Routine troubleshooting – Call timeout

preface

The daily Bug check series is a series of simple Bug check, here I will introduce some simple Bug check tips, and also accumulate material ^_^.

At the scene of the Bug

The Bug is everyone’s favorite call timeout. So A calls B more than 5s



Searching the log, it was found that system A timed out after sending 5s. System B received the request nearly 8s later, that is, system A timed out before system B started processing it.

Start screening

So where did those five seconds go? There are three possible points:

1)A logs to the request packet that is actually sent 2) network 3)B logs to the request packet that is actually received by B.Copy the code

The network check

First, the author checked the Net Traffic of the machine at that time, and found that it was very stable, considering that it was not the pot of network.

Full GC

For Java applications, The second point of consideration should be GC, after all, Stop The World! The author searched the two corresponding systems A/B and found that system A okay, system B had Full GC at that time, and the length was 6s:

Since it has been monitored, the problem is basically the Full GC of system B, which lasts for 6s and makes system B print the request after 5s. However, this introduces a new question, why a Full GC can reach 6s size.

Why so slow?

Observing the monitoring, the author found that Full GC is sometimes fast and sometimes slow. Pull out the GC monitor log for 6s.

B System [Full GC(Metadata GC Thresold)...... (class class semantics,5.5285249 secs]...... [Times: user sys = 0.85 = 0.07 real = 6.26 secs] class unloading...Copy the code

Class class has nearly 5s. Further filter with AWK, the highest 10s, the shortest 0.1s, and they recover the same size of memory. Normal Full GC should not take so long, that 0.1s felt normal, is there something wrong with the machine at that time? With doubt, the author continued to observe the monitoring curve to see if he could find some clues, find the time point at that time, and find:



When GC is slow, the swap in of machine memory is high. Then I found another slow Full GC. Find very regular, as long as the swap in high Full GC is slow!
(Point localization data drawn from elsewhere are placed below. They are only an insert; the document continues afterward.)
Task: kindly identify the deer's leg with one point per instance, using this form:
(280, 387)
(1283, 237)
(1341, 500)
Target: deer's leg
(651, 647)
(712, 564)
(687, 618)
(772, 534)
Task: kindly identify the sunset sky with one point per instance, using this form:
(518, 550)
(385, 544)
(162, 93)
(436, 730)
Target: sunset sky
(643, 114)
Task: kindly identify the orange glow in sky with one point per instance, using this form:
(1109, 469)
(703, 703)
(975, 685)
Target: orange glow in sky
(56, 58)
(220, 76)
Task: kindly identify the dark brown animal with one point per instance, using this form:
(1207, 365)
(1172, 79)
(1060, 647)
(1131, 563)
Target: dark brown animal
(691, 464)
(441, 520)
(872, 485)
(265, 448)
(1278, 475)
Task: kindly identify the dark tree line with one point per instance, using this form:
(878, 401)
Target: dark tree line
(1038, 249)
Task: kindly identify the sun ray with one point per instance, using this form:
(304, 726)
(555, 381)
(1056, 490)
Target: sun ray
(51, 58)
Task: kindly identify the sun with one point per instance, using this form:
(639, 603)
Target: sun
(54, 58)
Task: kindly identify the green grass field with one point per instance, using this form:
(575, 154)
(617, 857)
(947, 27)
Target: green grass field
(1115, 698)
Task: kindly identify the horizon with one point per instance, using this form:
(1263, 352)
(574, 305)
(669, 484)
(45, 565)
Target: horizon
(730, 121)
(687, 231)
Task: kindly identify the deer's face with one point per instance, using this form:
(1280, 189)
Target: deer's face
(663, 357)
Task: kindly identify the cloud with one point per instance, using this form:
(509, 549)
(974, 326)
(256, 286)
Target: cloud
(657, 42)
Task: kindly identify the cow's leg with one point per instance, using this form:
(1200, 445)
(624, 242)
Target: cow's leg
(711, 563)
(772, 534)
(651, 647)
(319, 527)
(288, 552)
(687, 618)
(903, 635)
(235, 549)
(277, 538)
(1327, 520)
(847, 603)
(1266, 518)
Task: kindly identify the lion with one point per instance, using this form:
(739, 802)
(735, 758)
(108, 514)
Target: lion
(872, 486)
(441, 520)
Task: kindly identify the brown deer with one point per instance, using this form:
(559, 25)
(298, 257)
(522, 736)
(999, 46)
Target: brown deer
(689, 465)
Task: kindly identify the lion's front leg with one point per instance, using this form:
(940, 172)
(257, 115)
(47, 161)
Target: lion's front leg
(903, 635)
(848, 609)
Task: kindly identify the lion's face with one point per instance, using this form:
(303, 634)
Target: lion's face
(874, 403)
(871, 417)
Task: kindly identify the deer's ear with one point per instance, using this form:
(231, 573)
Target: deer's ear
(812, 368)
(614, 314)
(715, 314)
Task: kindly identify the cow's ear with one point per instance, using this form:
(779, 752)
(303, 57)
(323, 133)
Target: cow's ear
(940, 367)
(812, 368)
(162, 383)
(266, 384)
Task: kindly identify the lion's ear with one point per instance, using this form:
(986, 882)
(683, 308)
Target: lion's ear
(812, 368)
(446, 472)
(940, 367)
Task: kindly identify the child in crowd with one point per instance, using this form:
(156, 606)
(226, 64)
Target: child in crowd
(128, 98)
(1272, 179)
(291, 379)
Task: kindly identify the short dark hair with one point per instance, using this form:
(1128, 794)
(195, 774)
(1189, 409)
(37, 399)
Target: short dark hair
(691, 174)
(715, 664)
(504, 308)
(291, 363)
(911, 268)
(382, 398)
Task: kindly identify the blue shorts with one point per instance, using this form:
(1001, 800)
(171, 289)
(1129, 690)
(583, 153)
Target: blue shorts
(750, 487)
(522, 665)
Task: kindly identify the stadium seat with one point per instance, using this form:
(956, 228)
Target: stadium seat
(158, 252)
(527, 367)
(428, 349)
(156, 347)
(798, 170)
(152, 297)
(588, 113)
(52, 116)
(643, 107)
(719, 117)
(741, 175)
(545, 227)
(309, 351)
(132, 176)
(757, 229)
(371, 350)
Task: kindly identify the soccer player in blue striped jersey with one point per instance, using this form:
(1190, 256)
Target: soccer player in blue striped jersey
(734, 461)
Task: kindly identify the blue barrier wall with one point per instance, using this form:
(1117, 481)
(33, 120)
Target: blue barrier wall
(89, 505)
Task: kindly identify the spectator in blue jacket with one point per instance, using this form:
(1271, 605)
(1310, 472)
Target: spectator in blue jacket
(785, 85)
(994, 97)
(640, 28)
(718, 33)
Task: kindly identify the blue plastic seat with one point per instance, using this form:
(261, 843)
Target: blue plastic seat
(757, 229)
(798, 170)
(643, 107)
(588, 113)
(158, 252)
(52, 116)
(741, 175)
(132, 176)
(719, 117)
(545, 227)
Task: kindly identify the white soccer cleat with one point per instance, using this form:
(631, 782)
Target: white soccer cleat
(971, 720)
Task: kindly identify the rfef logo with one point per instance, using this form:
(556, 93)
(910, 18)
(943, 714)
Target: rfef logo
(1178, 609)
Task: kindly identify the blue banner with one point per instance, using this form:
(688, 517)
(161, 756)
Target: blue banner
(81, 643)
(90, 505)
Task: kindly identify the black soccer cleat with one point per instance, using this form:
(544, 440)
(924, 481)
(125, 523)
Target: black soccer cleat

So the author, tried to search

https://blogs.oracle.com/poonam/long-class-unloading-pauses-with-jdk8 
Copy the code

Found, the official also found this problem, and gave an explanation.

Why swap

In fact, the memory usage of the corresponding machine is not very high, with the JVM only taking up about 4 gb of memory out of 8 GB. But the logic of swap is not to use swap only when memory is tight. If a piece of memory is not used for a long time, it may be swapped to swap.

For example, the JVM’s class information, if a class MetaData just exists and is not used. The kernel may throw it into swap. However, when GC reachability analysis is performed, the MetaData information will be accessed again, resulting in low memory utilization, but the use of swap is still slow.

But it’s hard to know exactly what’s in swap and whether it’s relevant to the JVM. So it looks like there’s a probability that GC is slow.

The other machine room is clean

Coincidentally, business development reported to me that the same application in another machine room would not have this problem. Class semantics is 0.9s or so. The author observed and found that the machine in another room did not use swap. Therefore, the author compares the kernel parameters related to swap between the two computer rooms:

GC On slow machines cat /proc/sys/vmp/swappiness 60 GC On normal machines cat /proc/sys/vmp/swappiness 1Copy the code

We found that our newly built computer room, our SA has set swappiness to 1 in advance, which means to tell the kernel not to use swap as far as possible, so that there will be no problems caused by swap.

conclusion

For non-memory bottleneck applications, we should decide whether to disable swap based on the actual situation, so as not to cause swap lag! In addition, for an occasional problem, we should find the rule through monitoring and other means, so that it is easy to find a breakthrough.